Colombian Bishop Ruben Salazar responded that the Church would not take part in the process, because of its bad relations with the FARC. “They do not welcome the intervention of the Catholic Church. I don’t
know what the role of the Church could be in this task of liberation,”
The presence of a foreign observer was one of the FARC’s demands for the release of four members of the security forces and two politicians. The government has rejected any foreign interference concerning guerrilla matters since July 2008.
The Government, despite the withdrawal of the church, sticks to its authorization of the Vatican, bringing the liberation process to a complete standstill and sending Córdoba back to mediating who could be the foreign guarantor.
Relatives of the hostages are disappointed of the government’s refusal to allow the U.S. congressman.
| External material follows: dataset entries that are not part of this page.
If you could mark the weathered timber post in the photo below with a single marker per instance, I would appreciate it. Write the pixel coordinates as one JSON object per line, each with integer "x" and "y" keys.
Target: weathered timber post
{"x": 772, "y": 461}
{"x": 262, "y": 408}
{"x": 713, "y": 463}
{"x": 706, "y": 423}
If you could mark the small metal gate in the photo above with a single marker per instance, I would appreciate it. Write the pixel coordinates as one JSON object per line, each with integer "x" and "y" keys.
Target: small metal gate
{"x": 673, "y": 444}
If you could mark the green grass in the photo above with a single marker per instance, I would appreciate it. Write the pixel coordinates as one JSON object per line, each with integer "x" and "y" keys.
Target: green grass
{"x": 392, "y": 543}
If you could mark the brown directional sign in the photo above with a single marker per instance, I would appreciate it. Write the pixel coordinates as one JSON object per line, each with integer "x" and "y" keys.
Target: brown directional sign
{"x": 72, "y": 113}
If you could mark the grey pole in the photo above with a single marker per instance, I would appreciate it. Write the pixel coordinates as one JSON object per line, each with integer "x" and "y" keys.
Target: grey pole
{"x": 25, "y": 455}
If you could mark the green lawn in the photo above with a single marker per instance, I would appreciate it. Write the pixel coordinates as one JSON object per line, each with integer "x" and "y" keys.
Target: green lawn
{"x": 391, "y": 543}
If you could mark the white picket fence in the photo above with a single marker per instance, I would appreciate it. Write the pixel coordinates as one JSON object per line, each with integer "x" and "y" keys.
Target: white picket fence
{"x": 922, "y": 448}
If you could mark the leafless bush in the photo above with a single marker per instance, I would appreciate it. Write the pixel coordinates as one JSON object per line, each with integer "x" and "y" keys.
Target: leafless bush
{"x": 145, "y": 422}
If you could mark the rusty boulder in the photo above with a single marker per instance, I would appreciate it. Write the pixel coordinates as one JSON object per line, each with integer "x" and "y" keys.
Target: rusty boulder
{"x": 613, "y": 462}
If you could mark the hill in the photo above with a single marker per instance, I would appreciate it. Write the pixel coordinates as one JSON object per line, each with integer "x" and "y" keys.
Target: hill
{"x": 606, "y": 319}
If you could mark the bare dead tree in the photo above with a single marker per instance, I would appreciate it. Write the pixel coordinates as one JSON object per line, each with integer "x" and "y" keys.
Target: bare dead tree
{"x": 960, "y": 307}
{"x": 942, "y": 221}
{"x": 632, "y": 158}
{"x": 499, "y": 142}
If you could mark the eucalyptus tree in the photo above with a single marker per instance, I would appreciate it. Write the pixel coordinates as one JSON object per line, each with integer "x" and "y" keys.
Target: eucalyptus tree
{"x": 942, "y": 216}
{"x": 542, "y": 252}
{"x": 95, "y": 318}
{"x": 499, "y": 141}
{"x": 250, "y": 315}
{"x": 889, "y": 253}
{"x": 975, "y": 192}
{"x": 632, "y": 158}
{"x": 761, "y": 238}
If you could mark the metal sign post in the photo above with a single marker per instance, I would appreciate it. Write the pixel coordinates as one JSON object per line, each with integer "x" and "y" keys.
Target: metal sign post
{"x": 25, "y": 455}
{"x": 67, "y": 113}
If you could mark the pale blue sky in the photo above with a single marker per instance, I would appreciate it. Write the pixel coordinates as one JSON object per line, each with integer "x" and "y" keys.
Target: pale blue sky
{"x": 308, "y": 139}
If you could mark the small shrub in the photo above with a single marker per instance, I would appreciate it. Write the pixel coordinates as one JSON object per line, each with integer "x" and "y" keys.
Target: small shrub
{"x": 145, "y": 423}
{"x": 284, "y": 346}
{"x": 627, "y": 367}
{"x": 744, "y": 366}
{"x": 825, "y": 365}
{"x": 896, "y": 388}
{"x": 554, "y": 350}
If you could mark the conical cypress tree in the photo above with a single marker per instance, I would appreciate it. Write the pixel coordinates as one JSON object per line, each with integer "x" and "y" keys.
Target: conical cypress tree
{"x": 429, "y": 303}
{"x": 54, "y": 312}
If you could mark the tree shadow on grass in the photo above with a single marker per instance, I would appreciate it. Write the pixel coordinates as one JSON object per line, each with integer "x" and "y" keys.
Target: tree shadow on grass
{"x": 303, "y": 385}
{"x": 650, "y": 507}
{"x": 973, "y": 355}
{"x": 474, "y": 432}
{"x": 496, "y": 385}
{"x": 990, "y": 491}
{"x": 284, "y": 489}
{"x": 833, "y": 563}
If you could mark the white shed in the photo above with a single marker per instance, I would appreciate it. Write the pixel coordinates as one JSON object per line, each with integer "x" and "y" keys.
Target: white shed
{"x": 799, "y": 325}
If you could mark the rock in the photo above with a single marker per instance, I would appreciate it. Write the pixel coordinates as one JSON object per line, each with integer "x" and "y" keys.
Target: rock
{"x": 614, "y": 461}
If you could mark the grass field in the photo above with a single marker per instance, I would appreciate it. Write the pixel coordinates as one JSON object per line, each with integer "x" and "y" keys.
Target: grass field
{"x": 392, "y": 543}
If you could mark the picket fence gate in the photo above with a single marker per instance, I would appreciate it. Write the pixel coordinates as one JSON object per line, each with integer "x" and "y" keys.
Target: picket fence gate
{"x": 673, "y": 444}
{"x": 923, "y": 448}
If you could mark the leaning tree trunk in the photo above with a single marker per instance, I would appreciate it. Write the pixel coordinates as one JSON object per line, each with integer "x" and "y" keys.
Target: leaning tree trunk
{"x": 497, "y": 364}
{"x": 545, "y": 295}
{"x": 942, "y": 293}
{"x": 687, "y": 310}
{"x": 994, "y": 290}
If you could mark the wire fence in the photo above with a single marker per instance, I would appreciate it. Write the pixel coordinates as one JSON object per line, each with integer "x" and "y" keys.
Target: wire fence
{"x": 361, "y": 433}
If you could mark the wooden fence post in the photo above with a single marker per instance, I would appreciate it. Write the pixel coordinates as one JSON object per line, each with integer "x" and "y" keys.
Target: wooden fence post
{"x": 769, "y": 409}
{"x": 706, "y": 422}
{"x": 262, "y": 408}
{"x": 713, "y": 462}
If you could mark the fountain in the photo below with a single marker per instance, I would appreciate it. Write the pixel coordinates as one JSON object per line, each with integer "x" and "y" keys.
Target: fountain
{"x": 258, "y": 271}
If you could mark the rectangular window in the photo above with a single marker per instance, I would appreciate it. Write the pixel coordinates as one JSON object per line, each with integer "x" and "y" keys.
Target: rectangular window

“I believe the most viable option would have been that the government accepted the congressman, but as I see it the government wants our children to rot in the mountains,” the father of one of the soldiers told Caracol Radio.
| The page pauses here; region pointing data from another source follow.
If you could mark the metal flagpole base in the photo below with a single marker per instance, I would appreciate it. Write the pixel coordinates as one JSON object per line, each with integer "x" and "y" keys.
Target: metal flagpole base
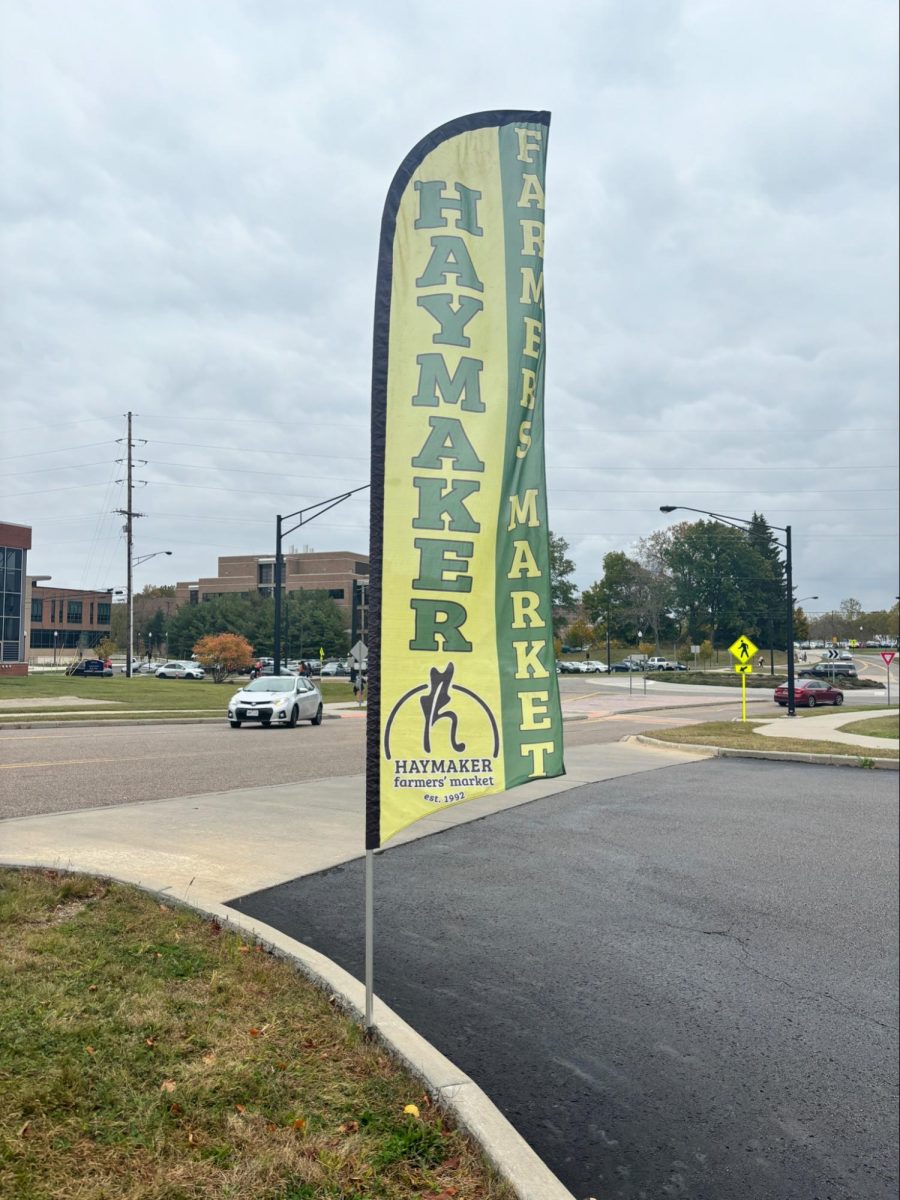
{"x": 370, "y": 937}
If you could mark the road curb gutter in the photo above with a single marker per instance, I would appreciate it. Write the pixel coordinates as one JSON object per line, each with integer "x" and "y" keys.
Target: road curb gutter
{"x": 454, "y": 1091}
{"x": 833, "y": 760}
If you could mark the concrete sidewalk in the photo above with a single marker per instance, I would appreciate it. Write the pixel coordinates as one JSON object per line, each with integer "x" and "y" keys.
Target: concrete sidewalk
{"x": 211, "y": 847}
{"x": 205, "y": 850}
{"x": 828, "y": 729}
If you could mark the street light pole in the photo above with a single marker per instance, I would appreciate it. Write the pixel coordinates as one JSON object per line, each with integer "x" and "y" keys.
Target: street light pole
{"x": 132, "y": 563}
{"x": 280, "y": 533}
{"x": 742, "y": 523}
Defense Minister Juan Manuel Santos blames the guerrillas for the delay and says they are cheating the Colombian people. “The rebels did and do not show signs they really will do what they promised,” Santos told newspaper El Espectador Wednesday.
The FARC promised in December to release the six hostages. The demand of the FARC to involve a foreign observer and the government’s refusal to allow any foreign interference has stalled the release for more than two weeks already.